Monday, May 21, 2012

Serial Killers

I'm sharing information from Sean Mactire's book,  Malicious Intent: A Writer's Guide to How Murderers, Robbers, Rapists, and Other Criminal Think, hoping that other writers will find useful information for creating believable antagonists. Chapter 5 is about serial murder. I'm skipping several pages worth of information, so if you want it all, buy his book. Today I'm going to focus on serial murder. I touched on this in a previous post, but now I'll dig deeper.

There are a few similarities between mass murders and serial murders, but there is a difference. Mass murderers kill their victims all at once. They choose a field and try to take the lives of everyone in sight. Serial killers hunt their victims. 

The National Institute of Justice defined serial murder as "as series of two more more murders, committed as separate events, usually, but not always, by one offender acting alone. The crimes may occur over a period of time ranging from hours to years." Mactire argues that this definition is too broad. He suggests that the working definition of serial murder is any series of murders, committed over any period of time, by either a male or a female, for any motive, and in any location or locations. 

Whichever definition you use, you've always got a perpetrator, two or more  victims, and a motive: everything you need for a great murder mystery. If your antagonist kills his wife in a fit of rage because she didn't vacuum the den, that's not a serial killer. But if your antagonist kills his wife because she didn't vacuum, then he goes out and kills the neighbor's wives to make it look like there's a serial killer on the lose in the neighborhood, then you have the makings of a serial killer. The first victim (the wife) wasn't hunted, but the next several were definitely targeted.

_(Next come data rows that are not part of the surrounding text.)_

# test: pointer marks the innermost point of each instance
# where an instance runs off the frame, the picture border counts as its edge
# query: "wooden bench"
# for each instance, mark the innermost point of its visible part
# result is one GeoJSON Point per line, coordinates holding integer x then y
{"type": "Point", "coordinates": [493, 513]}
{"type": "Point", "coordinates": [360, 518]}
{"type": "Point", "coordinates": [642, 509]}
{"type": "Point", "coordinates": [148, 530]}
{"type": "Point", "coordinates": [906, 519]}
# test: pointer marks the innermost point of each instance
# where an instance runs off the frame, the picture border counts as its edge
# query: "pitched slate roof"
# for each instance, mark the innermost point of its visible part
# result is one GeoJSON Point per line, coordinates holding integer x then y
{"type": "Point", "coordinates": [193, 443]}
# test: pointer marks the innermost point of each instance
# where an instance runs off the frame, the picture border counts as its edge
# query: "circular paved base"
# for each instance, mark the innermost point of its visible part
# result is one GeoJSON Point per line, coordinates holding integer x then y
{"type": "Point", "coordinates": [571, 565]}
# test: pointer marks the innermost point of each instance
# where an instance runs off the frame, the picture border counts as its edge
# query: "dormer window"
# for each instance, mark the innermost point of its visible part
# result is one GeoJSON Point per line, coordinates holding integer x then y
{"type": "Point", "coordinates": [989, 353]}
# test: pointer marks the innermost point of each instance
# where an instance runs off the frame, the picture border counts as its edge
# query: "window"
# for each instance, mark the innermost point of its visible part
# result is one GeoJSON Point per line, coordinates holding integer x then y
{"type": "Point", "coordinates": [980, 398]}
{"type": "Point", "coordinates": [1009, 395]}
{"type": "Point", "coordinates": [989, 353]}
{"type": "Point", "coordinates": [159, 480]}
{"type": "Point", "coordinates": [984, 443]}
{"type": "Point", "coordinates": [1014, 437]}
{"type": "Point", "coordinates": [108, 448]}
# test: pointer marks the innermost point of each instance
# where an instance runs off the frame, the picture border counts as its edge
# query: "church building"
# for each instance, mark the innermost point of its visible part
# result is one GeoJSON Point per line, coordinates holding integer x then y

W. Wille, in the book Citizens Who Commit Murder, identified ten different psychosocial categories of murderers. You can look them up if interested, but I didn't find them helpful in my attempt to create a believable antagonist. However, the Justice Department came up with eleven motives for serial murderers that I think are worth sharing:

1. Profit
2. Passion
3. Hatred
4. Desperation
5. Revenge
6. Opportunism
7. Fear
8. Contract killing
9. Power/Domination
10. Compassion (as in mercy killing)
11. Ritual

The last four were flagged as specific motives associated with serial killing. The thing I found most interesting in this list is that everyone experiences these emotions, but most people in society won't let these become a motive for murder. When fashioning your bad guy, he's going to feel at least one of these so strongly that the desire to kill overcomes any desire to avoid the consequences of murder (jail time or execution).